California Roll Pseu-shi Bowls
Makes 4 servings
Prep time: 25 minutes
• 1 cup uncooked white rice
• 4 teaspoons rice vinegar
• 1 teaspoon sugar
• 1/2 teaspoon salt
• 1 large carrot, peeled, and cut into matchsticks (I didn't use this in the photo)
• 1 medium cucumber, peeled, seeded, and cut into matchsticks
• 6 ounces imitation crab or lobster meat (Surimi Seafood Sticks), sliced or chopped
• 1 avocado, peeled, pitted, and cubed
• 1 square sheet toasted Nori seaweed, crumbled into small pieces
• Your favorite *Oriental Sesame dressing or soy sauce (optional, but recommended).
*You can easily make your own dressing and this is good on just about anything, even an old boot!
Orange Sesame Dressing Recipe:
- 1/4 cup(s) orange juice
- 1/4 cup(s) seasoned rice vinegar
- 1 teaspoon(s) grated peeled fresh ginger or 1/2 tsp ginger powder
- 1 teaspoon(s) Asian sesame oil
- 2 teaspoon(s) reduced-sodium soy sauce
- Cook rice according to package directions.

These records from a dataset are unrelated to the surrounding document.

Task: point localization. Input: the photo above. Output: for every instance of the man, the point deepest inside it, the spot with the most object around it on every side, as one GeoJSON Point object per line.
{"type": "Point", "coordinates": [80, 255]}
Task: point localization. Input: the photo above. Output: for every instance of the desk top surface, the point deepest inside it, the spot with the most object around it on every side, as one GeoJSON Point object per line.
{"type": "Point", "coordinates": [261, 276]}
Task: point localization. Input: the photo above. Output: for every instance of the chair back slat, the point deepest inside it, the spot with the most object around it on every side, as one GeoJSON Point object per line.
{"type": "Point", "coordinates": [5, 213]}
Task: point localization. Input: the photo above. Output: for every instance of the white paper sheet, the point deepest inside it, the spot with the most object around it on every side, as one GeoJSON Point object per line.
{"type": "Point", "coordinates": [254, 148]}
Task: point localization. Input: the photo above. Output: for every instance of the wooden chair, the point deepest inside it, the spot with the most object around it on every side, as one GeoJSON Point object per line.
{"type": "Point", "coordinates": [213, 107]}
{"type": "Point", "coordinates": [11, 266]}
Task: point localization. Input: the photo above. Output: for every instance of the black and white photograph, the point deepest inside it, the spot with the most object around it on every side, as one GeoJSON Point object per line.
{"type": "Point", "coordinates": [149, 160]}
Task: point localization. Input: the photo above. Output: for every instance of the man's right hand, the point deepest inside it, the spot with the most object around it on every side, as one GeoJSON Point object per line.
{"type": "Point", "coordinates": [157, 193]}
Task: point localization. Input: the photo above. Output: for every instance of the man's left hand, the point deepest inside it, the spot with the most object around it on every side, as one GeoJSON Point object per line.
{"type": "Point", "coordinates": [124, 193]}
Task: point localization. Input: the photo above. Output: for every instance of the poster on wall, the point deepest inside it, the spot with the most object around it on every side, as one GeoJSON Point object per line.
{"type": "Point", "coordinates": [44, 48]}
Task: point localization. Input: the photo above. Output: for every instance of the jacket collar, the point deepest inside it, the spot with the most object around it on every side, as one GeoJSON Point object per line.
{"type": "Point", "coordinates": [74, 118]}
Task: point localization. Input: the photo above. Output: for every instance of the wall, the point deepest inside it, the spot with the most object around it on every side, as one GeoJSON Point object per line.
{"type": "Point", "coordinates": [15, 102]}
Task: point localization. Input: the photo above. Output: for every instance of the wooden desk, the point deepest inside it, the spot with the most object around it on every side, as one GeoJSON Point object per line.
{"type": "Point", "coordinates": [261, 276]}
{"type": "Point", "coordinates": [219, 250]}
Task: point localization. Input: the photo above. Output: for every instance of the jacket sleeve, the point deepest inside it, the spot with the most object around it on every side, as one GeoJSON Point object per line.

Let cool to room temperature.
- In a small bowl, combine the rice vinegar, sugar and salt. Microwave 30 seconds; stir until the sugar dissolves. Pour vinegar mixture on the rice and stir gently to combine. Mix in the carrots, cucumbers, crab, avacado and crushed nori.
- Serve in bowls and drizzle with your dressing(If you’d like, sub soy sauce or ponzu, to taste.) Serve immediately.